Saray’ın sansürü öyle bir noktaya gelmiştir ki gazeteler Rusya ve İran’da parlamentonun açıldığını “meclis” kelimesinin yasak olmasından dolayı yayımlayamamıştır.
Bunların yanında her bir gazete sahibine saray tarafından yapılan ödemelerle, basın şekillendirilmeye çalışılmış, Saray hakkında övücü yazılar kaleme alanlar rütbe ve nişanlarla ödüllendirilirmiştir. Ramazanlarda saraya giden gazetecilere önemlerine göre “diş kirası” dağıtılmış, Abdülhamit kontrol etmek istediği yabancı basına da hediyeler vererek etkisini arttırmaya çalışmıştı.

GÖLGESİNDEN KORKAN PADİŞAHIN PARALI DALKAVUKLARI

Tabiri caizse kendi gölgesinden bile korkan Abdülhamid, bugün belki de paralı trollere benzetebileceğimiz hafiyeler üzerinden toplumu baskı altına almaya çabalamıştır. Yandaşları tarafından oluşturulan Jurnallere yürütülen soruşturmalar ve sürgünlerle gelişen fikir akımları baskı altına alınmaya çalışılmış, en ufak bir eleştiri dahi tutuklama sebebi yapılmıştır.

İmparatorluk içinden telgraf ağıyla bizzat Yıldız Sarayı’na jurnaller gönderildiği belgelerler kanıtlanmıştır. Abdülhamit’e bizzat iletilen kısa notlar halindeki bu jurnaller öyle çoktur ki II. Meşrutiyet döneminde tasnif edilmeye çalışılsa da sonradan vazgeçilmiştir.

SONUÇ

Abdülhamit, artık tarihten silinmeye mahkum olan imparatorluklardan sadece birinin başındaki isim olarak baskı ve sansürün temsilcisidir. Rus Çarı, Macaristan Kralı gibi iktidarında pek çok aydını tutuklatmış ya da baskılarla yurtdışına çıkmaya zorlamıştır ancak yaptığı hiçbir şey hüküm sürdüğü topraklarda özgürlüğün, aydınlanmanın palazlanmasına engel olamamıştır.

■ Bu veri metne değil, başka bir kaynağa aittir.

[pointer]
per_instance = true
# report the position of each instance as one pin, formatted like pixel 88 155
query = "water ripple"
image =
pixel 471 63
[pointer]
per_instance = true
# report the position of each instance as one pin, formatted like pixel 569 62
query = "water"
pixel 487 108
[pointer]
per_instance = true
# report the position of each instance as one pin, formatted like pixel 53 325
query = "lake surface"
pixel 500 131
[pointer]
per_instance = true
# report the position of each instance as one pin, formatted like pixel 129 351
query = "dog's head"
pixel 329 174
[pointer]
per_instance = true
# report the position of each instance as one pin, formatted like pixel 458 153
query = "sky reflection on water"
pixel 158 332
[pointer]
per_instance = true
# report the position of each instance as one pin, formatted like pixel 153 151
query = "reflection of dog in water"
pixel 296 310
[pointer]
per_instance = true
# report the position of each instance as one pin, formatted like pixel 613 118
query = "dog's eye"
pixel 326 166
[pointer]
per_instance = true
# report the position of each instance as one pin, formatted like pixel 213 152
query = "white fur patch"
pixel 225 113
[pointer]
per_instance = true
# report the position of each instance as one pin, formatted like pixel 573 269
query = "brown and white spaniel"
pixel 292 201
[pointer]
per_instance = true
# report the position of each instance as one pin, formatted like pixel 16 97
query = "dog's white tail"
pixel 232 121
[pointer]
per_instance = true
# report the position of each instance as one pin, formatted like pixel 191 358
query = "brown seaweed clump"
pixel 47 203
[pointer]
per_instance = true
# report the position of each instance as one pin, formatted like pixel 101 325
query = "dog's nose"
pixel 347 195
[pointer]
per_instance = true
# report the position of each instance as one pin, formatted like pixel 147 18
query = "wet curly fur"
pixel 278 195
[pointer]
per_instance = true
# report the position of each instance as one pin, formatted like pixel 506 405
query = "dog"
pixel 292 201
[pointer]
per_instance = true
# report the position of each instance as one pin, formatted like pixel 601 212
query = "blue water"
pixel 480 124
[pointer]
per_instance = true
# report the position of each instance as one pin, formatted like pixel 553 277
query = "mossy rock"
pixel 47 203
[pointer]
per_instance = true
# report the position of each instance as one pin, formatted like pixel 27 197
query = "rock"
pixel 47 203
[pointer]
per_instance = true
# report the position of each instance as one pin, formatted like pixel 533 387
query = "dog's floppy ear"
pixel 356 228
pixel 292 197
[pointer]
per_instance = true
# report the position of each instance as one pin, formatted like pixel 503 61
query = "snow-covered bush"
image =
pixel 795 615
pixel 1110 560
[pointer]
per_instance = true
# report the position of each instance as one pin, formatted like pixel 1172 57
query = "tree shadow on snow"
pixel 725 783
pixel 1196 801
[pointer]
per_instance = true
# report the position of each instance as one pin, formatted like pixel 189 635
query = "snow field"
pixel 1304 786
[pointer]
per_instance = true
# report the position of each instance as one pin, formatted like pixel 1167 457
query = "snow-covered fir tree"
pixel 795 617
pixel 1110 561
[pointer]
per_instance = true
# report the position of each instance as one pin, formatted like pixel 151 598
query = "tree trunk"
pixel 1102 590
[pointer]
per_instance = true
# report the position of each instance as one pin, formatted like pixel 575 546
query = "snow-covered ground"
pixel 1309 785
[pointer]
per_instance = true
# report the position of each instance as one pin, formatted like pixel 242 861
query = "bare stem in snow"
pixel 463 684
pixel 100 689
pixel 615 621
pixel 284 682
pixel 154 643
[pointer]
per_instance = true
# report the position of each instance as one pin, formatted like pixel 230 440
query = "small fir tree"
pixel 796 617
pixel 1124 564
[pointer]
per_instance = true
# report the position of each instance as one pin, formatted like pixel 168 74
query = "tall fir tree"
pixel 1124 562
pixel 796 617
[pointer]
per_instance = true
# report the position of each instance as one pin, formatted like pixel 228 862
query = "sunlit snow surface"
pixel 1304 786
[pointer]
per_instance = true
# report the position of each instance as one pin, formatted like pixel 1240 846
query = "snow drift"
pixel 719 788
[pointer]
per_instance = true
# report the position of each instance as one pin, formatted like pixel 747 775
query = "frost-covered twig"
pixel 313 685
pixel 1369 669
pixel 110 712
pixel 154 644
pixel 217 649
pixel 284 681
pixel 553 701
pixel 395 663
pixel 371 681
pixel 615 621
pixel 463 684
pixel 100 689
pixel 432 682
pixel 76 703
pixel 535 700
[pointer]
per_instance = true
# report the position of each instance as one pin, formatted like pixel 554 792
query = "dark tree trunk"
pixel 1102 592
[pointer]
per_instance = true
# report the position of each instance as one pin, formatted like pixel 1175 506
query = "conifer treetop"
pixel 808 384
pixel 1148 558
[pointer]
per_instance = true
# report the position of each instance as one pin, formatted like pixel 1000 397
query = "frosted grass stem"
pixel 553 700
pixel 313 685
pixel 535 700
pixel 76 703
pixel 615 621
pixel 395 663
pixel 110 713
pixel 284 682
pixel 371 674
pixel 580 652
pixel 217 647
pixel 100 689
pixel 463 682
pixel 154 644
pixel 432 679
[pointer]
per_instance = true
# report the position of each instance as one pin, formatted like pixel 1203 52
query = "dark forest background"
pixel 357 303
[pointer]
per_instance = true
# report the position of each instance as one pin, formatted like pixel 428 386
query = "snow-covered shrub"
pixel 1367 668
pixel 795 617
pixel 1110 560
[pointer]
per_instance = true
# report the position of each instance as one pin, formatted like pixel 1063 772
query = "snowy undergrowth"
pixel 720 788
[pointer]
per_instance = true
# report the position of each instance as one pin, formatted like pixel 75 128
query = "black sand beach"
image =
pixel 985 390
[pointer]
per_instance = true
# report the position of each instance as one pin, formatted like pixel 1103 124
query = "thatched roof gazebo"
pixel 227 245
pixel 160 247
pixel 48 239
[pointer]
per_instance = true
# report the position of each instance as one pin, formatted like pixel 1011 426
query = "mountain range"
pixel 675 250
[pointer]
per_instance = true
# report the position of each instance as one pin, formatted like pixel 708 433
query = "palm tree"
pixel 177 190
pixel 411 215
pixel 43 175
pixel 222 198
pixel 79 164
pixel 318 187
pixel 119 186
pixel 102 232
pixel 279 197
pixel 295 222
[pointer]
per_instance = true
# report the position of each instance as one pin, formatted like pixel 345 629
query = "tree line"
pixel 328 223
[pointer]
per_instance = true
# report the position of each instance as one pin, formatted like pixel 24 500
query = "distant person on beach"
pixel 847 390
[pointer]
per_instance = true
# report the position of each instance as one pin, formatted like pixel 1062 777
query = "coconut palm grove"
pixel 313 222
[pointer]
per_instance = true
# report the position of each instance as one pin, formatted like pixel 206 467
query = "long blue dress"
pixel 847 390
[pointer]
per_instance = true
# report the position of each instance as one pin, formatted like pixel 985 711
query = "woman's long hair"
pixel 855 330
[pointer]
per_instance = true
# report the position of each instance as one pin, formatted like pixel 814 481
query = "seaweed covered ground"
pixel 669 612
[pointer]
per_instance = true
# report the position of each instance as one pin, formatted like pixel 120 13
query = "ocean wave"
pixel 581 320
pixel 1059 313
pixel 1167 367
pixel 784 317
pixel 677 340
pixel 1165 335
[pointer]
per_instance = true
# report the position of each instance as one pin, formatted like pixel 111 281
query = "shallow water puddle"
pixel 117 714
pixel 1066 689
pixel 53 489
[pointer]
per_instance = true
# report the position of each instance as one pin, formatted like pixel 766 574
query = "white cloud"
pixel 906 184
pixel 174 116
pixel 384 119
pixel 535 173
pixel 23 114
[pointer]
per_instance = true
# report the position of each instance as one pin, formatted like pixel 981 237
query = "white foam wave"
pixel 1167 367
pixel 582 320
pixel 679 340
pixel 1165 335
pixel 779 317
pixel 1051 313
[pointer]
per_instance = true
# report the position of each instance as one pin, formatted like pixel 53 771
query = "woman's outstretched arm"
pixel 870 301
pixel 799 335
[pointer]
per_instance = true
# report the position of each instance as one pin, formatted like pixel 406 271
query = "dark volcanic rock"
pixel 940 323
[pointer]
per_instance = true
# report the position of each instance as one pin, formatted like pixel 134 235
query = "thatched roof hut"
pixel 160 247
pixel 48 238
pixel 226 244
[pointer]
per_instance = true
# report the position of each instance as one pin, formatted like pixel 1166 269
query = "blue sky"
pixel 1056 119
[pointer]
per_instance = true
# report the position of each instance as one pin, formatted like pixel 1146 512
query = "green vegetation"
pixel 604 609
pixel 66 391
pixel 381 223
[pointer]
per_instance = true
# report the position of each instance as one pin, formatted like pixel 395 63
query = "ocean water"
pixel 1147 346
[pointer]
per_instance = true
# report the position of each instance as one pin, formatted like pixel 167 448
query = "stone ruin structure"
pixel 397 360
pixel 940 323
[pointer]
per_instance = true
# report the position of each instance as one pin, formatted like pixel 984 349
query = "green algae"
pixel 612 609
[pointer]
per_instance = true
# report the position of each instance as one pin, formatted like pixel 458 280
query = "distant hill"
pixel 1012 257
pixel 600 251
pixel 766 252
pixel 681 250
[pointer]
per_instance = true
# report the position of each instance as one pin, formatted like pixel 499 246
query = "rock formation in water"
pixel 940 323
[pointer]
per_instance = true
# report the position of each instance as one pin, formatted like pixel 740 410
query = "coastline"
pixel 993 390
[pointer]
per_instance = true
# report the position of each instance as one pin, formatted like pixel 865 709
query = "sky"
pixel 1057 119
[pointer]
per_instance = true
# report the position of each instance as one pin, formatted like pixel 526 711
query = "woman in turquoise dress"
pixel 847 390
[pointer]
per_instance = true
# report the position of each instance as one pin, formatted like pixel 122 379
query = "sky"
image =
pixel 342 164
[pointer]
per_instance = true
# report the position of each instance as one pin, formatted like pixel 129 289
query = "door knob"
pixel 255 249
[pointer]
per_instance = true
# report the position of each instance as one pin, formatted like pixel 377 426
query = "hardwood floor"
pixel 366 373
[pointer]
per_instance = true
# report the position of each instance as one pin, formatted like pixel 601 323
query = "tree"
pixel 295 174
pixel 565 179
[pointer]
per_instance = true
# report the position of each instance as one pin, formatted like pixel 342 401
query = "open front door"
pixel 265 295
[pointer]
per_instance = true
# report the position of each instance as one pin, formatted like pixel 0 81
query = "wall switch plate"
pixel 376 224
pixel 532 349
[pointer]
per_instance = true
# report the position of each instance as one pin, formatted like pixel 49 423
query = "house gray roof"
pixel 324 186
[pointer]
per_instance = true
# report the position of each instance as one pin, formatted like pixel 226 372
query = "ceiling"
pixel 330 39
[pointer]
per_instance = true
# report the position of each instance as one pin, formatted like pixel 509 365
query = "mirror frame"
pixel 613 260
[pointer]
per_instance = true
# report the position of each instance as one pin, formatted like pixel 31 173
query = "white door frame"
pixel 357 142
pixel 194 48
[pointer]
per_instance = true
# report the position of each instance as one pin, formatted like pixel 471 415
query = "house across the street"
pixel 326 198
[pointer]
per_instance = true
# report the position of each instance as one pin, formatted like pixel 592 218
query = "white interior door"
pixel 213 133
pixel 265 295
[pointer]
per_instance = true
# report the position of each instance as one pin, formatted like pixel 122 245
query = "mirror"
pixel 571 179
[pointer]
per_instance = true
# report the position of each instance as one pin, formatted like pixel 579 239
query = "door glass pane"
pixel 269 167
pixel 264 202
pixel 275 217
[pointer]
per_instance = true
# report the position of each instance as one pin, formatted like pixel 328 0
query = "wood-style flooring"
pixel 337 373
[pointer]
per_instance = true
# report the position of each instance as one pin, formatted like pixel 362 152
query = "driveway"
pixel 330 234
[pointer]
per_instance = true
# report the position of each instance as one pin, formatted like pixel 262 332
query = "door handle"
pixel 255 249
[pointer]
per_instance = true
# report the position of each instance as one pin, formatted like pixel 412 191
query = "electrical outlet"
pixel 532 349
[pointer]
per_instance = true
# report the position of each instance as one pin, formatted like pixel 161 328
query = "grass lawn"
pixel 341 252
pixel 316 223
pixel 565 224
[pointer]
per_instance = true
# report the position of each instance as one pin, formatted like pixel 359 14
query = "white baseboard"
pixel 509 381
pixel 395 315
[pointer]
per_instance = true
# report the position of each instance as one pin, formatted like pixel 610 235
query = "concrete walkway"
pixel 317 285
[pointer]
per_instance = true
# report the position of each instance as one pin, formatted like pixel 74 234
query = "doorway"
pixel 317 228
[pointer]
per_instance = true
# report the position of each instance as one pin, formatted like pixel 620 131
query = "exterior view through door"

İngilizlere güvenerek oluşturduğu devlet politikası Kıbrıs dahil pek çok toprağın işgal edilmesine yol açarken kendisinin de sonunu hazırlamıştır.
30 yıl gibi uzun bir zaman diliminde sansür ve jurnallerle baskıladığı toplum ekonominin de kötüye gitmesiyle beraber bu baskılara daha fazla dayanamayarak önce II. Meşrutiyet ilan edilmiş, sonra da Abdülhamit tahttan indirilerek iktidarına son verilmiştir.